Türkiye, dünyanın bilinen en eski ticaret borsasına ev sahipliği yapmasının yanı sıra, dünyanın en eski fuar düzenlemelerine, en eski 'kalıcı' alış veriş merkezlerine de imza atmış bir ülke. Bu nedenle, bölgesel ve küresel ticaret koridorlarının kavşak noktası ve önemli çekim merkezlerinden birisi olan Türkiye, ürünlerin pazarlanması noktasında, ciddi bir B2B (yüz yüze görüşme) kültürüne de sahip. Selçuklu İmparatorluğu ve Osmanlı İmparatorluğu'ndan, günümüze 'proaktif ticaret yönetimi' boyutunda, Türkiye fiziki mekan ve iş yapma tekniği becerisine dayalı bir 'tecrübe genetiği' oluşturmayı başardı.
Soğuk Savaş 'ticaret becerimizi' katma değere dönüştürmek noktasında elimizi kolumuzu bağlamış olsa da, 1980'lerde, 'dışa açık büyüme modeli'ne geçişle, Türkiye'nin becerilerini katma değere dönüştürecek ivmeyi de yakaladı. 1980'de 100 milyar dolar olan milli gelir, 1990'da 200 milyar dolara sıçradı. Ancak, heba ettiğimiz 90'lı yıllarda yerimizde saydık. 2002'de 240 milyar dolar olan milli geliri ise, 2020'lere 850-900 milyar dolara taşıdık. Dış ticaret hacmimizi ise 100 milyar dolardan, 450 milyar dolara. Milli Gelirimizi 3,8 kat, dış ticaretimizi ise 4,5 kat büyütmüşüz. Ama, gelin görün ki, Türkiye'deki toplam fuar alanımız 600 bin metrekare de kalmış.
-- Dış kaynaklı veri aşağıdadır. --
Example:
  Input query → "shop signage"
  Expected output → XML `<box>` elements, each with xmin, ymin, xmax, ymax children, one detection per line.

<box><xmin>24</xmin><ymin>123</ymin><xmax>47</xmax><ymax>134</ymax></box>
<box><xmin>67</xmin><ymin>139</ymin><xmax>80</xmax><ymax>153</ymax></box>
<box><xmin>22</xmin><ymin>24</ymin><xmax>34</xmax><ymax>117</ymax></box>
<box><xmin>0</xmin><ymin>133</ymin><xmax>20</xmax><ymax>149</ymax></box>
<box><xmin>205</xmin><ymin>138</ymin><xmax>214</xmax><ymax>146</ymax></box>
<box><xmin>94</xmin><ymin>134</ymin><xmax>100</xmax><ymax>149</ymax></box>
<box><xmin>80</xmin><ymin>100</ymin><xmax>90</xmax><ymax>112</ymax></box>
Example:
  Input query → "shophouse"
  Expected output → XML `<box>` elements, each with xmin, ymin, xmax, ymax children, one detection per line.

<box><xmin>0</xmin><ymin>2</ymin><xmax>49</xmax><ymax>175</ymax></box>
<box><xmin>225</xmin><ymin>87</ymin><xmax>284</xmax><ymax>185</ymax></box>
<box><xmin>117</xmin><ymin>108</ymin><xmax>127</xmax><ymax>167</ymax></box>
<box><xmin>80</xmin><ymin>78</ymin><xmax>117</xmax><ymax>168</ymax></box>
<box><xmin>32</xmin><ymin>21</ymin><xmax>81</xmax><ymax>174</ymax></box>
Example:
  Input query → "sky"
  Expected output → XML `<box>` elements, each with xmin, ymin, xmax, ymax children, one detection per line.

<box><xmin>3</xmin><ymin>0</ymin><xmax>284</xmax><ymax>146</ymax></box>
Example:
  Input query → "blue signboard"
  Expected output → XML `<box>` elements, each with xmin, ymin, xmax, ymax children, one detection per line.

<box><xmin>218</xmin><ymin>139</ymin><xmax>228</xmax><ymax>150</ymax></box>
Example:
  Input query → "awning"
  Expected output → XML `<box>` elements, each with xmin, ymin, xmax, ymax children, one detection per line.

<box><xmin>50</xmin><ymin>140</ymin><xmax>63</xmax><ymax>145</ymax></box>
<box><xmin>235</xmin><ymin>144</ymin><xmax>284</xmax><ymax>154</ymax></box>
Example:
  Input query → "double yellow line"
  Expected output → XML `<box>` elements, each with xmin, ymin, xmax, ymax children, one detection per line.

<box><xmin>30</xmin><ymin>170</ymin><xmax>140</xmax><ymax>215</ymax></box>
20 ilimizde, 5 bin metrekare ve üzerinde alanı olan 33 fuar merkezimiz var. Oysa, 500 milyon dolar ve üzeri ihracatı olan il sayımız 24. Yani, 4 yüksek ihracat yapan ilimizde halen fuar alanı yok. 2000'li yılların başında 260 bin ile 300 bin metrekare arasında olan fuar alanı büyüklüğü, 2012'de 400 bin metre kareye, bugün 600 bin metrekareye ulaşabilmiş. Yani, Türkiye'nin milli gelir ve dış ticaret hacmindeki dev artışa karşın, fuar metrekare alanı topu topu 2,3 kat artabilmiş. 400 civarında fuara imza atan bir ülke olmamız, dünya fuarcılığındaki toplam kapasitemizin sadece yüzde 1,7 olması, Türkiye'nin küresel ticaretteki, dünya ekonomisindeki konumuna yakışmıyor.
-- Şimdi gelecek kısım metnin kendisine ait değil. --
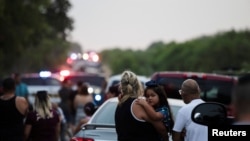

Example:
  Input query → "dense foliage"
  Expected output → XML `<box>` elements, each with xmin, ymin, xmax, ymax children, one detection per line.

<box><xmin>101</xmin><ymin>30</ymin><xmax>250</xmax><ymax>76</ymax></box>
<box><xmin>0</xmin><ymin>0</ymin><xmax>73</xmax><ymax>76</ymax></box>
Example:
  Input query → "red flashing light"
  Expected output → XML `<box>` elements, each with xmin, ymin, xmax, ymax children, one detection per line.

<box><xmin>70</xmin><ymin>137</ymin><xmax>94</xmax><ymax>141</ymax></box>
<box><xmin>67</xmin><ymin>58</ymin><xmax>73</xmax><ymax>64</ymax></box>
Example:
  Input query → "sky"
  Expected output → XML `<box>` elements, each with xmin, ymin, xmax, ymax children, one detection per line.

<box><xmin>68</xmin><ymin>0</ymin><xmax>250</xmax><ymax>52</ymax></box>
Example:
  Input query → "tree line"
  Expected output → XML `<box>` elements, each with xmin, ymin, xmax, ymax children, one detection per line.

<box><xmin>100</xmin><ymin>29</ymin><xmax>250</xmax><ymax>77</ymax></box>
<box><xmin>0</xmin><ymin>0</ymin><xmax>73</xmax><ymax>76</ymax></box>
Almanya, ülke genelindeki 25 fuar merkezinde, 3,2 milyon metrekarelik bir alanda, 2020 yılında 3541 ulusal ve bilhassa uluslararası düzeyde fuara ev sahipliği yapacak. Almanya'da fuarcılık 14,5 milyar euroluk doğrudan ve 28 milyar euroluk dolaylı bir ekonomik değer oluşturmakta. ABD'nin 7, Çin'in 6, İtalya'nın 2,3 ve Fransa'nın 2,2 milyon metrekare ile gövde gösterisi yaptığı bir dünyada, böyle bir fuarcılık metrekaresi ile Türkiye'nin gücünü ve küresel becerisini taşıyamıyoruz.
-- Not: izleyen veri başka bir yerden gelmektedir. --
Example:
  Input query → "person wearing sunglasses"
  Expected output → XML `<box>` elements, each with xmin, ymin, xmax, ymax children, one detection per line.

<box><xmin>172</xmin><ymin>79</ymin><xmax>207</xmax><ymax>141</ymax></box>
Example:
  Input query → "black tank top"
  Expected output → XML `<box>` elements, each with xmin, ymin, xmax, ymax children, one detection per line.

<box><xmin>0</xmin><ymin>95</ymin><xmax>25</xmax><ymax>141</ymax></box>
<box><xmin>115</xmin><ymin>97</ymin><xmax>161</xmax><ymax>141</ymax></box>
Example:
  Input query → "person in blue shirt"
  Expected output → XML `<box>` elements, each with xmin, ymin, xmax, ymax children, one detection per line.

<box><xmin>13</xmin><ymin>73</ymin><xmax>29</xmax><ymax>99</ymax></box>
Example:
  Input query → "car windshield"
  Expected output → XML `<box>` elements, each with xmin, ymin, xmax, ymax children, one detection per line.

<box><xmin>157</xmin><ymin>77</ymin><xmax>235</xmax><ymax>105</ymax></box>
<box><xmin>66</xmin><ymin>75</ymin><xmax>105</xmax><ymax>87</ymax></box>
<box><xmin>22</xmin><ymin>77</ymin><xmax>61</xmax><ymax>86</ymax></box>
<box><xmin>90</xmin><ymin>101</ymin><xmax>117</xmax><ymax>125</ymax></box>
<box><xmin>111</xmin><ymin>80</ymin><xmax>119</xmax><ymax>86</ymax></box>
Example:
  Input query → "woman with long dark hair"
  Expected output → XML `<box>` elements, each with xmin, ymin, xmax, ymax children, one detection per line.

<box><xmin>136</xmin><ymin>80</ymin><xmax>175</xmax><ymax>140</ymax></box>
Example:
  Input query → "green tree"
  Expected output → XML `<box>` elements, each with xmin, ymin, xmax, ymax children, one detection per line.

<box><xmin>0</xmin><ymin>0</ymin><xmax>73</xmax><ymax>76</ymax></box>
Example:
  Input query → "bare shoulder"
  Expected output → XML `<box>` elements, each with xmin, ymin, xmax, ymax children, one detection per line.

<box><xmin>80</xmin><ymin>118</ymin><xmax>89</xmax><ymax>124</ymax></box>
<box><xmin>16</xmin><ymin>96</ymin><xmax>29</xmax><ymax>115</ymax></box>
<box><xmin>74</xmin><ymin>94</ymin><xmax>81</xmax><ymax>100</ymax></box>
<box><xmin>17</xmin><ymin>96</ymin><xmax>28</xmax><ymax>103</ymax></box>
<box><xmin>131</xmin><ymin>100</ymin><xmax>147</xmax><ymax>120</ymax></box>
Almanya'nın fuarcılık alanındaki başarısı, başta Atatürk Hava Limanı olmak üzere, Türkiye'nin mevcut 'çekim merkezi' konumundaki yatırım alanlarını 'uluslararası fuar merkezi'ne dönüştürerek, çok kısa sürede Türkiye'nin fuar merkezi alanını 2 milyon metrekareye çıkarmamız gerektiğine; tarihi başarılara imza atan Türk ihracatçısına becerilerini ortaya koyabileceği bir hareket alanı kazandırmamız gerektiğine işaret ediyor. İhracatçılarımız 'yeni nesil küresel fuarcılık' için göreve hazır.